According to the measuring method of the device characteristic measuring apparatus of the present invention, the user can directly input the number of measuring points by taking into consideration the optimum measuring accuracy or measuring time, and Since the number of measurable measurement points that are close to each other can be automatically obtained and displayed, the measurement work with desired measurement accuracy or measurement time can be performed quickly and efficiently. There is no need for the user to reversely set an increment value from a desired number of measurement points to set or to sequentially adjust the increment values to adjust the measurement points as in the conventional case.
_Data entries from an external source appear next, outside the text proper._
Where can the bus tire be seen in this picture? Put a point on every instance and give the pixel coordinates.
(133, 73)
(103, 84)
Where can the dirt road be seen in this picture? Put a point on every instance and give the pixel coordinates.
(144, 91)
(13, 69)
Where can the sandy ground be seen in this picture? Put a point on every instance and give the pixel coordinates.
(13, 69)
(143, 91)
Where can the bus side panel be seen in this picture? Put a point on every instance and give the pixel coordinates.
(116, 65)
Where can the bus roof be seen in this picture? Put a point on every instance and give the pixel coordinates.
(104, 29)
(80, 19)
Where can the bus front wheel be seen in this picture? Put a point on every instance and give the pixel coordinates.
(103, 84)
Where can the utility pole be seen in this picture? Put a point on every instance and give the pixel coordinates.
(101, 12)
[Brief description of drawings]

FIG. 1 is a flow chart showing a procedure of an embodiment of a measuring method of the present invention.

FIG. 2 is a block diagram showing a basic configuration of an element characteristic measuring apparatus suitable for adopting the method of the present invention.

FIG. 3 is a diagram showing a display example on a display screen according to the present invention.

[Explanation of symbols]

 100 CPU 106 Input Device 108 Measurement Circuit 110 DUT 112 ADC (Analog to Digital Converter) 116 Memory 120 Display Device

 ─────────────────────────────────────────────────── ─── Continuation of the front page (72) Inventor Osamu Hosoi 5-931 Kitashinagawa, Shinagawa-ku, Tokyo Sonny Tektronix Co., Ltd. Yoshiyuki Shimonaka (56) Reference JP-A-58-100760 ( JP, A) JP-A-4-16734 (JP, A) JP-A-2-45778 (JP, A)

Claims (2)

[Claims] 1. Data of measurement points respectively defined based on the value of a test signal of voltage or current supplied to the device under test and the value of current or voltage of the device under test at that time In the measuring method of the element characteristic measuring device, which sequentially changes the value and obtains a plurality of the measuring points, and displays the characteristics of the measured element on the screen based on the data of the plurality of measuring points, the setting of the measuring points The theoretical value of the increment value between the measurement points of the test signal is calculated based on the number and the start value and the end value of the test signal, and the settable increment value of the test signal closest to the theoretical value of the increment value. And calculate the number of actual measurement points that can be measured from the settable increment value, and calculate the actual measurement point that can be measured. Method of measuring element characteristics measurement apparatus and displaying the number of. 2. Data of a measurement point defined based on the value of the test signal of the voltage or current supplied to the device under test and the value of the current or voltage of the device under test at that time are used as the value of the test signal. In the measuring method of the device characteristic measuring device for displaying the characteristics of the device under test on the screen based on the data of these plural measuring points, by setting the number of setting of the measuring points. The theoretical value of the increment value between the measurement points of the test signal is calculated based on the start value and end value of the test signal, and the number of steps of the step-like bias signal supplied to the device under test. Of the test signal that is closest to the theoretical value of The method for measuring an element characteristic measuring device, comprising: calculating the number of the measurement points and displaying the actual number of measurable measurement points.